Rumors have been circulating for a little while that there's a certain gentleman in town who wants the town goverment to put up soundproof barriers at the rail crossings--all TWO of them--because he doesn't like the noise of the trains' horns as they go through town. This strikes me as just plain stupid because, A. The barriers cost upward of $10k each, and B. The trains have to blow their horns to 1. let other trains know they're coming, 2. let traffic know they're coming, 3. let pedestrians know they're coming. They're not making noise for the sake of making noise, y'all!
So last night around dinner time, this lady shows up at the door with a stack of pamphlets saying that the town should be made a quiet zone and that trains should be prohibited from blowing their horns as they go through town. I just stared at her in a "What the hell kind of drugs are you stashing in your coffee cup, honey?" kind of way, and when I finally collected my wits, I said, "No thanks. You do realize they have horns for a reason, right? No. No thanks. Have a nice evening." And then I turned around, slammed the door, and locked it.
I swear. People just have too much time to sit around thinking up this crap. The horns are there for safety reasons. Why do you think school buses stop at rail crossings and open the doors? It's so the drivers can listen for the HORN and make sure there's no oncoming train that might squash the bus, driver, and kiddies. Naturally, the razor-sharp wit who concocted this idiotic plan didn't think of that; the sole concern is that the noise from the cute little train driving through the cute little town disturbs them, and those kids and the school bus can go fly a kite.
Do they ever look at the big picture, do you think?

Otherwise, today I got a haircut. Much needed. Not that I was turning into Cousin It, but I definitely needed a change. It's one of those angled, shorter and layered in the back, long in the front things; the front part is shoulder length and the back is about half that. I'm not describing it well. The lady who cut it did a terriffic job, but she zig-zag parted it... bleh. Still, washing it and parting it down the middle fixed it and it's mahvelous. :P
Speaking of which, the shampoo bar got a field test today and there were bubbles everywhere! There are a couple of people--you know who you are!--who will also be field testing (muwahahahaha, my dear guinea pigs!) and eventually give me some feedback. I hope. Don't worry.. my hair hasn't turned green and fallen out, so you guys should be perfectly safe.

2 comments:

Rachael said...

LOL! Good to know about the shampoo bar. I have it sitting in my decorative soap dish because it seemed a little soft when it first arrived. But I plan to try it out soon.
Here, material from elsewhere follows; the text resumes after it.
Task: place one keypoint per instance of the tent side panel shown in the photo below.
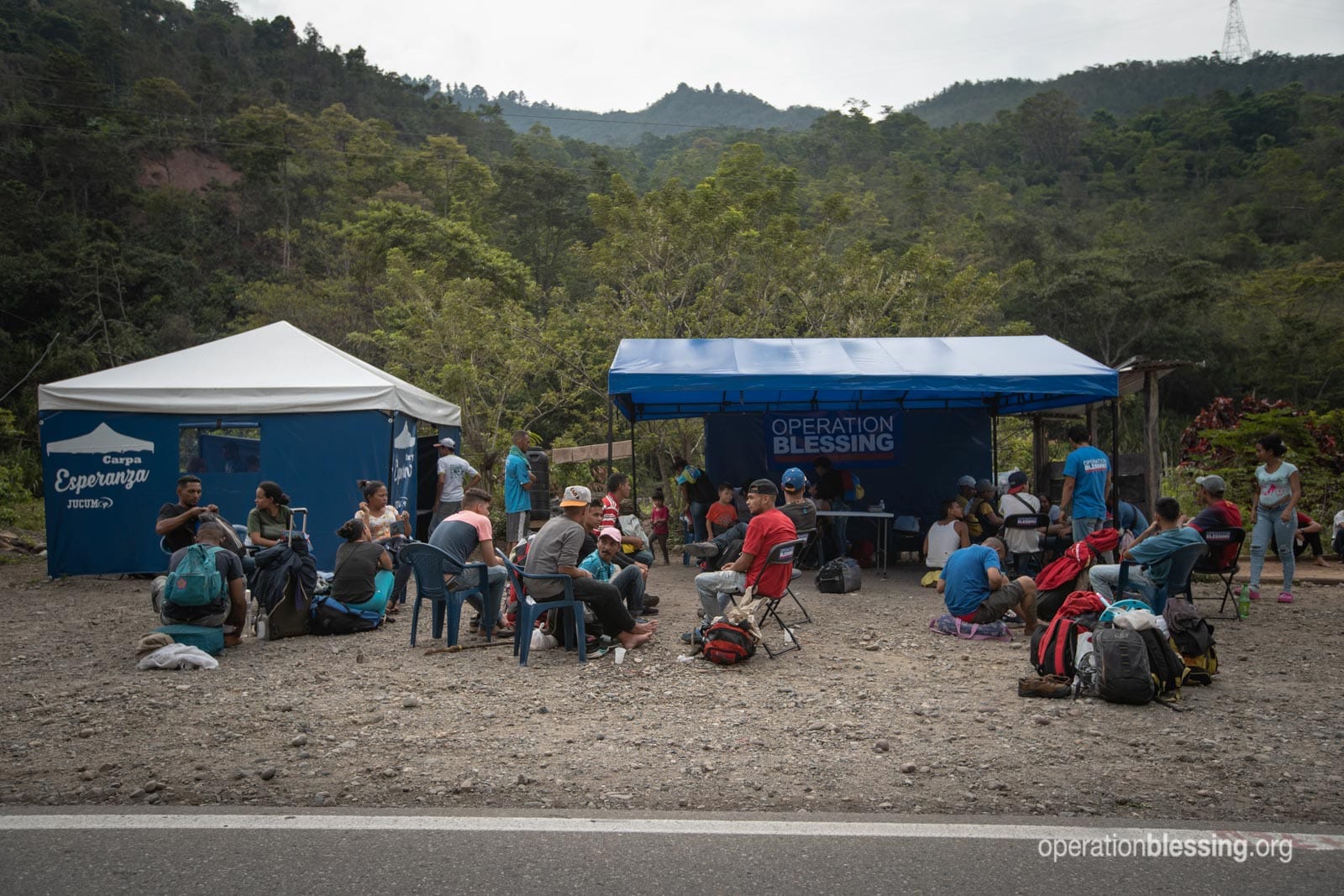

That's so dumb of those people! A few years ago, a group of people in Lutz, a little town in north-central Hillsborough County, whose one claim of history is to their tiny train depot and adorable one-room schoolhouse that the town grew around, both of which have been meticulously preserved, tried to get the town to pass an ordinance that would require the trains to not blow their whistles as they went through. The movement was soundly defeated by people who were born and raised in the town, who loved the trains, but mostly by people who didn't want their taxes raised. If the ordinance had passed, everyone who lived within 5 miles of the tracks would have been required to pay an extra tax so that more flashing lights and other silent warning devices could be installed in place of the whistles. There was one man leading the charge for the ordinance, and he was a yankee and thought that he was living out in the country and that the country should be quiet. Moron. Maybe he moved up there where y'all are. I hope most people have the same reaction you had and that his little idea goes nowhere.

La Duchesse said...

It *is* a little soft, which might be because of the castor oil. The proportion of hard oils/soft oils can affect how hard your end product is. It should be okay and last for about a month or so, depending on how frequently you use it. Ooooh... decorative soap dish? Nifty!

Well, they've been talking about this for a while now, but I don't know how far they'll get. I sort of thought about getting in touch with the railroad to see what kind of rules and regs there are about it, but at the same time, I'm sick of town BS and think there are other people who can fight these battles, Norfolk and Southern in particular!